Layer 2 — Business Metadata Enrichment
Files: 05_enrichment/business_metadata.yml, 05_enrichment/apply_enrichment.py
The YAML assigns owners, domains, sensitivity classifications (PUBLIC / INTERNAL / CONFIDENTIAL / RESTRICTED), and usage notes to each of the 6 datasets. apply_enrichment.py merges these properties with the DDL column list to produce enriched_catalog.json — a per-table, per-column metadata record.
Layer 3 — Data Quality
Great Expectations
Two expectation suites: acct_master_suite (11 rules) and loan_hdr_suite (10 rules). Key rules:
expect_column_values_to_not_be_null on branch_code → catches 40 nulls
expect_column_min_to_be_between(min_value=0) on bal_amt → catches 3 negatives
expect_column_values_to_be_in_set on acct_type → validates SAV/CUR/LON enum
ODCS Data Contracts
Three contracts in 10_contracts/. Each YAML specifies: schema (column names + types), freshness_sla_minutes, and a list of SQL-based quality rules. The validator executes each rule as a SQL COUNT(*) and compares to the threshold.

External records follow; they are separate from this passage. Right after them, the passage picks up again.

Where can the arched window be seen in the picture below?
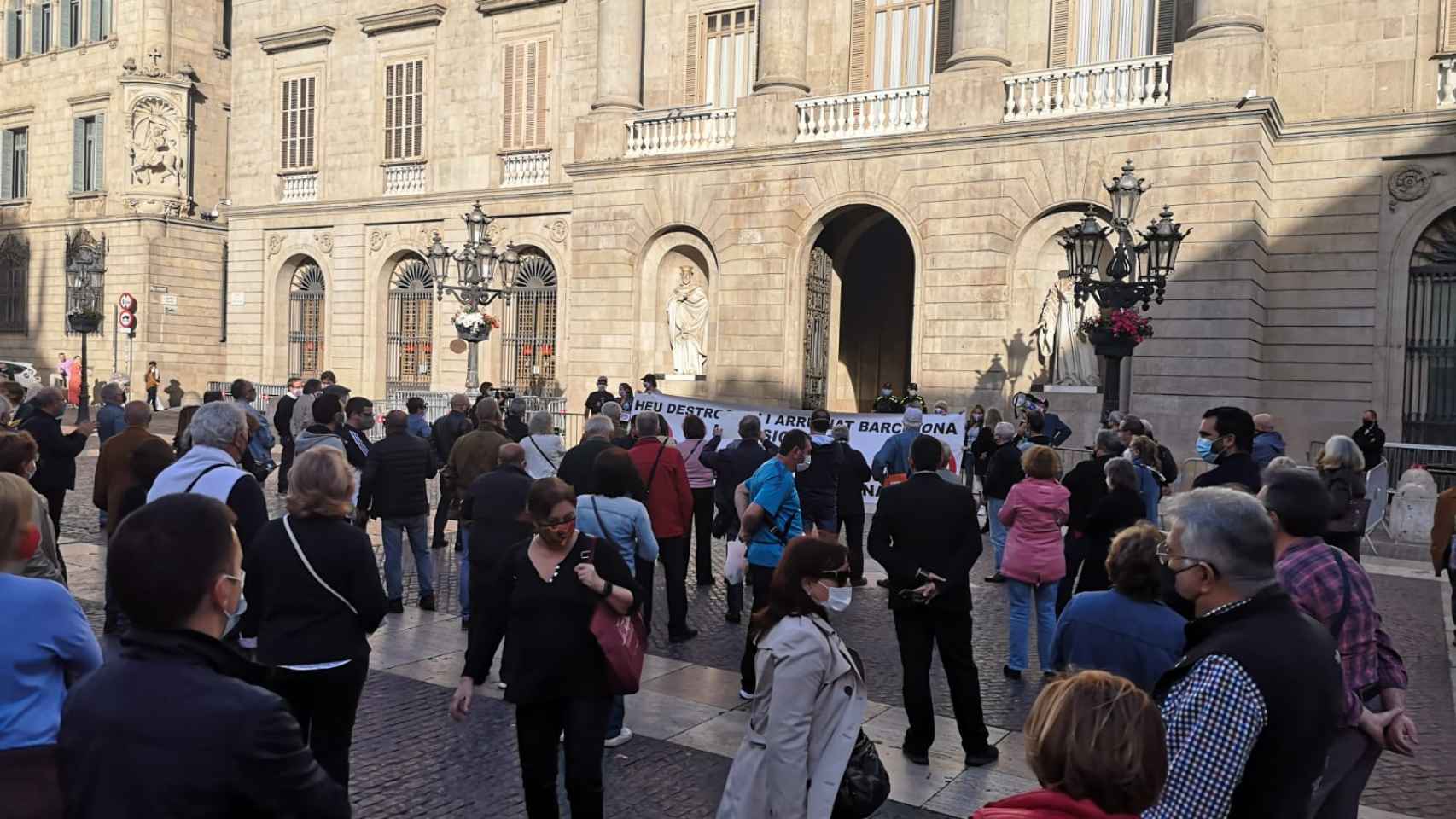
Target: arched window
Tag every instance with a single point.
(529, 338)
(1429, 409)
(411, 336)
(306, 320)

Wow Moment 2: The savings_account contract rule no_negative_balances FAILS because 3 accounts have bal_amt < 0. This catch happens before data ships to regulatory reporting.
Layer 4 — Semantic Model
dbt Project Structure
08_dbt_project/
├── models/
│ ├── staging/
│ │ ├── stg_acct_master.sql # cast + rename + add acct_age_days
│ │ ├── stg_loan_hdr.sql # add basel3_risk_weight, rwa_amt
│ │ └── stg_txn_log.sql # cast txn_date, normalise channel
│ ├── marts/
│ │ └── customer_360.sql # join stg_acct + stg_loan → exposure
│ └── metrics/
│ └── portfolio_at_risk.yml # 5 dbt metrics definitions
└── profiles.yml # points to postgres :5433
customer_360 Mart — computed fields
| Column | Formula | Purpose |
balance_category | CASE bal_amt: ≥500k PLATINUM, ≥100k GOLD, ≥10k SILVER, else BASIC | Customer segmentation |
overdue_flag | overdue_days > 0 | Loan health indicator |
total_exposure | bal_amt + outstanding_amt | Credit risk view |
total_rwa | SUM(rwa_amt) per customer | Basel III capital requirement |
estimated_car_pct | bal_amt / total_rwa × 100 | Capital adequacy ratio |
car_status | ≥8% ADEQUATE, ≥4.5% MINIMUM, else BREACH | RBI compliance flag |
RDFLib Ontology (banking.ttl)
Class Hierarchy
schema:FinancialProduct
└── bank:BankAccount
├── bank:SavingsAccount # rdfs:comment "SAV accounts, GDPR-annotated"
├── bank:CurrentAccount
└── bank:LoanAccount
└── bank:NPALoan # subclass: overdue_days > 90
GDPR Annotations
bank:cust_id gdpr:personalData "true"^^xsd:boolean
bank:cust_id gdpr:lawfulBasis "contract"
bank:bal_amt gdpr:sensitivity "financial"
Layer 5 — Knowledge Graph
File: 07_knowledge_graph/load_graph.py
Node Labels & Properties
(:Customer {cust_id, name, city, ontologyClass})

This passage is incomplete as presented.